# Colbert and Lou Dobbs



## Amazing Grace (Jan 27, 2008)

This guy cracks me up.. He is one of the funniest men on TV.

[video=youtube;s8I5xX2skeU]http://www.youtube.com/watch?v=s8I5xX2skeU[/video]


----------



## Semper Fidelis (Jan 27, 2008)

Colbert is very funny.


----------



## RamistThomist (Jan 27, 2008)

If someone can find where Colbert interviews Ron Paul, show me. Colbert made the most insightful statement on "conservative" politics: 

Colbert to Ron Paul: Well, I believe in limiting the government, too---except when the President wants to do something!


----------



## Pilgrim (Jan 27, 2008)

Spear Dane said:


> If someone can find where Colbert interviews Ron Paul, show me. Colbert made the most insightful statement on "conservative" politics:
> 
> Colbert to Ron Paul: Well, I believe in limiting the government, too---except when the President wants to do something!
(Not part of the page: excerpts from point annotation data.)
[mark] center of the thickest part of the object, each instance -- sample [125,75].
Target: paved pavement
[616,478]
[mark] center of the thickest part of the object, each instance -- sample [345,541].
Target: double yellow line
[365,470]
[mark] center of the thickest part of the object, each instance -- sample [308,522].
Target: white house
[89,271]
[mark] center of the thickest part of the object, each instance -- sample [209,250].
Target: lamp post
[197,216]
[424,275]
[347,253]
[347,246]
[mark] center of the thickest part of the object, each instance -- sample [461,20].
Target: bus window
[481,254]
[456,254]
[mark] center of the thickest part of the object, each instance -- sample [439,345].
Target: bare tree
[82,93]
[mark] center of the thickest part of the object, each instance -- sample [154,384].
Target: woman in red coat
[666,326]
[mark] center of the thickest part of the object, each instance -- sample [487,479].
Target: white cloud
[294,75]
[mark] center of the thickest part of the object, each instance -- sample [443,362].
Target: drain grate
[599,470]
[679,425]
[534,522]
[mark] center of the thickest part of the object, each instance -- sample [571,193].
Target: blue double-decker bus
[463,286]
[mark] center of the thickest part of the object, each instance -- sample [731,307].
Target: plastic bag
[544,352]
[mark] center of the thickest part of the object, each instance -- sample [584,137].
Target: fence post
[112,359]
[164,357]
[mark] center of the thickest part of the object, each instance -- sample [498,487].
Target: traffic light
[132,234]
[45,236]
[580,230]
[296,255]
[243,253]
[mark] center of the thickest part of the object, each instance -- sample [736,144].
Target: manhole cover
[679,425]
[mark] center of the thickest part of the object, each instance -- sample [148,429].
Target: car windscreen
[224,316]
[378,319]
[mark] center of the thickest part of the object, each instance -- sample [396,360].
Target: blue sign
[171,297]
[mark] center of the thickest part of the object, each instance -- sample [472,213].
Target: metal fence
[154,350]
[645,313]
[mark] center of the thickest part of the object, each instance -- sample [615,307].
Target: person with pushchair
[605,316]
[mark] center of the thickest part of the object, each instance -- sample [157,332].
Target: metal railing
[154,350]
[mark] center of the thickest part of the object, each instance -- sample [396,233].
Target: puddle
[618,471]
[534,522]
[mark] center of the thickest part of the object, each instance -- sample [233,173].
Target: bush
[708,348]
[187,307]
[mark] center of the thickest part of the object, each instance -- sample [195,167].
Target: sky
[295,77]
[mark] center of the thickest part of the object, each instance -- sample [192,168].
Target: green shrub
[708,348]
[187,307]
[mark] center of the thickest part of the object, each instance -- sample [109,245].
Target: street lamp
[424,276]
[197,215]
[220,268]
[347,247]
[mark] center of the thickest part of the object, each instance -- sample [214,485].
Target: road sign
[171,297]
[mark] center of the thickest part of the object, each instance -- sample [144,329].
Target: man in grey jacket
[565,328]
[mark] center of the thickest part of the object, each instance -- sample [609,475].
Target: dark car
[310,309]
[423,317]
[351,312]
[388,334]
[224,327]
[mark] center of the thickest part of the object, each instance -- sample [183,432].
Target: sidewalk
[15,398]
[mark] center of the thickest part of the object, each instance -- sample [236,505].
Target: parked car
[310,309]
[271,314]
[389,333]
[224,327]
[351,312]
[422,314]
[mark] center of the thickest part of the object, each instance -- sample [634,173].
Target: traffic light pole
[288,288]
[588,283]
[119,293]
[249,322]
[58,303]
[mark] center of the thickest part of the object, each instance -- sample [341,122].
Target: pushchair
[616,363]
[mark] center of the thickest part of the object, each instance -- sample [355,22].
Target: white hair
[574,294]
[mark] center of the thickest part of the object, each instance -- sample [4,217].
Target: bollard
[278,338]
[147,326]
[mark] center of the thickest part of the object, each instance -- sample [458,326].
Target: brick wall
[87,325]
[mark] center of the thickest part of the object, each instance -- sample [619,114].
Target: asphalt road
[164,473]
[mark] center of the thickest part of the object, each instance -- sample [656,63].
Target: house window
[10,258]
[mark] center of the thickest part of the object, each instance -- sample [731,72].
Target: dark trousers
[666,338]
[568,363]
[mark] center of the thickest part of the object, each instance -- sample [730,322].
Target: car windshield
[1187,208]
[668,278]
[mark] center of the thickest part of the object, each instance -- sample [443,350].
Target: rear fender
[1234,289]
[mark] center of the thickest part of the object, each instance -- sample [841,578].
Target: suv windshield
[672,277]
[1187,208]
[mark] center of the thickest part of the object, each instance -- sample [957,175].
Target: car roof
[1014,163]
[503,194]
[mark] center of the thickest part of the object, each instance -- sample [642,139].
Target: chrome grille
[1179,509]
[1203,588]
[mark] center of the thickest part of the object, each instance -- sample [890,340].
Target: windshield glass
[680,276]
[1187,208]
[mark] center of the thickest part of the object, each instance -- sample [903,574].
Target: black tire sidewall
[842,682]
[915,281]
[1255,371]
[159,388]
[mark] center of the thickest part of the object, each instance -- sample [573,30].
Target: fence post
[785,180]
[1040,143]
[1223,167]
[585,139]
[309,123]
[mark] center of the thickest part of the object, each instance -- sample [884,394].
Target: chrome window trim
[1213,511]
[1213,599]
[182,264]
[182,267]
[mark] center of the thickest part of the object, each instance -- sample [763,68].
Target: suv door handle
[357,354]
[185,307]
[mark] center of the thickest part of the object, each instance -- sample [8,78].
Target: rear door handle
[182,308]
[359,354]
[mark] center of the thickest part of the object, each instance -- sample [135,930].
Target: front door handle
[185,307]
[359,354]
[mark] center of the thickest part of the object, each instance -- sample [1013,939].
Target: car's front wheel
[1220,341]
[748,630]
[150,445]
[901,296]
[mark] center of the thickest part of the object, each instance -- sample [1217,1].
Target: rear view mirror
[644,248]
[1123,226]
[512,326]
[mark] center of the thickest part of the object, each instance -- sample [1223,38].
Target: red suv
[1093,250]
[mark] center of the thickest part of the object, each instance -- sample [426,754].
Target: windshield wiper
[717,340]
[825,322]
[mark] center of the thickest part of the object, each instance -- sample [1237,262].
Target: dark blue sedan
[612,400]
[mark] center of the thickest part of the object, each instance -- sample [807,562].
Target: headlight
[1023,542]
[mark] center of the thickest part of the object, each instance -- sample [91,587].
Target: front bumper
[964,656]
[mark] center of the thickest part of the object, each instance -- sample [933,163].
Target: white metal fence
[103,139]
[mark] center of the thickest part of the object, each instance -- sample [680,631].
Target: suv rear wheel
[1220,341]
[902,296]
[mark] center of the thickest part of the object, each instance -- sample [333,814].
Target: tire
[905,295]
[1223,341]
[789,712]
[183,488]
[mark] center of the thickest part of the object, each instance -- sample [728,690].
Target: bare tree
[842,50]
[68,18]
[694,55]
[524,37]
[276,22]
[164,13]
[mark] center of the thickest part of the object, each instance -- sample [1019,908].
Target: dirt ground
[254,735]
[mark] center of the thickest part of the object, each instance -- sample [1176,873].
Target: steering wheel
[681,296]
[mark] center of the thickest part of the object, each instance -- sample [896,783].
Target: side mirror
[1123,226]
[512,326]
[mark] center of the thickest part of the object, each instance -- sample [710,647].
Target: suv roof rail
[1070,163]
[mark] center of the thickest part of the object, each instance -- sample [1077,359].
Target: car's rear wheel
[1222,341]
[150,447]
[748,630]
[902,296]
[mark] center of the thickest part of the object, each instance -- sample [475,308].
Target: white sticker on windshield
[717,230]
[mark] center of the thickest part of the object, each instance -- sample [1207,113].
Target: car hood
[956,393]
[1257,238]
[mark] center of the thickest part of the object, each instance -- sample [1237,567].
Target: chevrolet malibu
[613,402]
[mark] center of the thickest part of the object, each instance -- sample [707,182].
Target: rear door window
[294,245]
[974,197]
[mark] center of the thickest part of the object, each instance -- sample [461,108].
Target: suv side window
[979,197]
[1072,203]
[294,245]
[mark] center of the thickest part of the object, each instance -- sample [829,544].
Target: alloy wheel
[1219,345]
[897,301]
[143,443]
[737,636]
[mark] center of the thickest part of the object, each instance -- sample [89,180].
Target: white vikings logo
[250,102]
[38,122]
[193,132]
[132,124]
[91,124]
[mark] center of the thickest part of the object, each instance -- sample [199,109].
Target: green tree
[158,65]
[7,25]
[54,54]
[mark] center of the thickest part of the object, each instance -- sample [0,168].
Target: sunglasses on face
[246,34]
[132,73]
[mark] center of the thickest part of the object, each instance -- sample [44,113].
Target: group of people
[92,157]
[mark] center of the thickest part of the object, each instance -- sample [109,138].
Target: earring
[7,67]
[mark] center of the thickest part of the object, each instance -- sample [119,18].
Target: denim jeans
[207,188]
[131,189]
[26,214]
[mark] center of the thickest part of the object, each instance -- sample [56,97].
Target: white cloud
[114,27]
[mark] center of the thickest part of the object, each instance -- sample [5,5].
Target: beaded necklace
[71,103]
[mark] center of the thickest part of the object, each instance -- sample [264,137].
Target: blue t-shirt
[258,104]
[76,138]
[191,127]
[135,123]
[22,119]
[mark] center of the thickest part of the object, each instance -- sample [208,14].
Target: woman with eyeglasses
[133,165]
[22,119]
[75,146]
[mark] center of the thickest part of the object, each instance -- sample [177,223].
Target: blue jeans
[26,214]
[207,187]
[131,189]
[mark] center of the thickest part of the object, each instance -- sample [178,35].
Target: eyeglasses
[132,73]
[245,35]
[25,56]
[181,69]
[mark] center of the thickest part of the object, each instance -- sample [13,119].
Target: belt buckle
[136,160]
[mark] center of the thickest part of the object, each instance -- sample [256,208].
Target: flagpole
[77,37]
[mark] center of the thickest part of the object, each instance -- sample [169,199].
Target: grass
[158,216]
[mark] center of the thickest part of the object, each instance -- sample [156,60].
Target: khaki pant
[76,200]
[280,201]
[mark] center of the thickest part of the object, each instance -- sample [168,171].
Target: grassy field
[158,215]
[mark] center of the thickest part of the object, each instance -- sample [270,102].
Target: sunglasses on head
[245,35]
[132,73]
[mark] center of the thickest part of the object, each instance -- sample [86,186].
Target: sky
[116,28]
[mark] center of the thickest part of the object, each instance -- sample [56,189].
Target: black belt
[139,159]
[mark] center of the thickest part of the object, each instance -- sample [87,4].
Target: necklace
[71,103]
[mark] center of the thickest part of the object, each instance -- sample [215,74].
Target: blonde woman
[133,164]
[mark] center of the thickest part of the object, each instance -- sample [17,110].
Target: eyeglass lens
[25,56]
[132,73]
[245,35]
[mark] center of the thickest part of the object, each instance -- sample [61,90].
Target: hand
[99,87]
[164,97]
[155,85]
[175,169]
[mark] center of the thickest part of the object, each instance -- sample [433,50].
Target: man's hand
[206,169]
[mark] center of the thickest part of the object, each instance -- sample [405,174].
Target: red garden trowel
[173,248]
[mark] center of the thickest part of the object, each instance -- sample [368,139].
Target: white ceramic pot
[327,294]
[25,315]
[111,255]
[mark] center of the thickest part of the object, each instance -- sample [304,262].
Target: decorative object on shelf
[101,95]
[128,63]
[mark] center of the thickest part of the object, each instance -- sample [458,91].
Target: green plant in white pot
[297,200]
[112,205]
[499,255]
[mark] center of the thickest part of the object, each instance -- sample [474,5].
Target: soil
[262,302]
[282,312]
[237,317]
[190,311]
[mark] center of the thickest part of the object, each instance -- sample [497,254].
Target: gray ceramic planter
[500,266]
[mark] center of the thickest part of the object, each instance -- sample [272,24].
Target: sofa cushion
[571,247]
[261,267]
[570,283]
 Yes. "We gotta limit it when the liberals are in charge" is essentially what is by most whether they realize it or not.


----------



## DMcFadden (Jan 27, 2008)

I also enjoy Colbert. However, when he interviewed Bart Ehrman on Misquoting Jesus, it was sad. Ehrman is pretty entertaining in his own right and I hated to see him get the extra press with the younger demographic.


----------